I have herd that some people have more that one male Betta fish in a tank with no dvider. These people said that there fish do not fight. Could this be true? If so can I put more males in my tank?


----------



## 2brown347 (Feb 2, 2010)

I'm going to start out by saying don't do it.

That being said it _can_ be done, usually involving a couple senarios.

1. One betta spends all it's time hiding (bad)
2. Two well tempered males are kept next to eachother with dividers for a long period of time and it's eventually removed after a amount of time (risky)
3. Males (usually more then 2 from same batch) that are kept together since they were fry (usually in a small tank) sometimes don't fight because there isn't any territory for them to win anyway (gotta raise them from fry, and it's still risky)

and they only way I'd recommend:
4. If you had a large tank with a large foot print with lots of caves, plants and other objects to break lines of site you could house multiple males and females in together. This is because the males would be able to establish their own territories with enough room between to prevent fighting. (Lots of money, time, effort and still not recommended for except for advanced keepers who have done their research. )


So in conclusion if the stars aline for the mentioned ways it is _possible_ but in my opinion if you are at the point in fish keeping where you need to ask that question it's not a good idea. Way 1,2, and 3 are cruel IMO, and the 4th way would be a rather large project. This is my opinion from doing a lot of reading on betta and just tropical fish in general. It can be done but unless you are really dedicated to it shouldn't be.


----------



## 1fish2fish (Sep 10, 2009)

NO. Plain and simple. 

The ONLY people that should be keeping multiple males in a tank are *experienced *breeders. It takes a LARGE (at least 75 gallon) heavily planted tank and the males being from the same spawn and raised together.
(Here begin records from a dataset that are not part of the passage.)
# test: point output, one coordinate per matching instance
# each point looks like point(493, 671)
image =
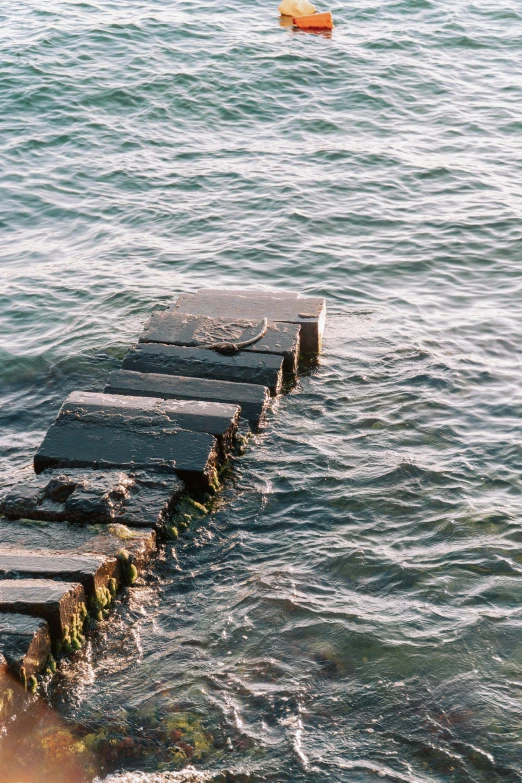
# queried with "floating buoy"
point(296, 8)
point(314, 21)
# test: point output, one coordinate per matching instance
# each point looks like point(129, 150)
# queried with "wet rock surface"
point(308, 312)
point(153, 414)
point(174, 328)
point(25, 643)
point(92, 572)
point(138, 498)
point(243, 367)
point(251, 398)
point(192, 455)
point(105, 539)
point(56, 602)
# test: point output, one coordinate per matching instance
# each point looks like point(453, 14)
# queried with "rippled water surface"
point(352, 608)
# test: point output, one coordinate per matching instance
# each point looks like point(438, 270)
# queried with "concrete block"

I repeat.. only experienced breeders who know what their doing and have the tank space should be doing this. The same goes for male/female tanks with multiple fish.


----------



## BettaxFishxCrazy (Sep 5, 2009)

1fish2fish said it. It might seem like those peoples males are getting along, but that can change in a second. If you had a 200G MAYBE it would work, but it's a huge if and it would have to be heavily planted.


----------



## Tragedy (Jan 26, 2010)

I concur with everyone.

You said your tank is a 1.5g, right? That would be torture. You'd kill both Betta's.


----------



## KappaFish (Feb 6, 2010)

yes 1.5 but i don't think i am going to get another male


----------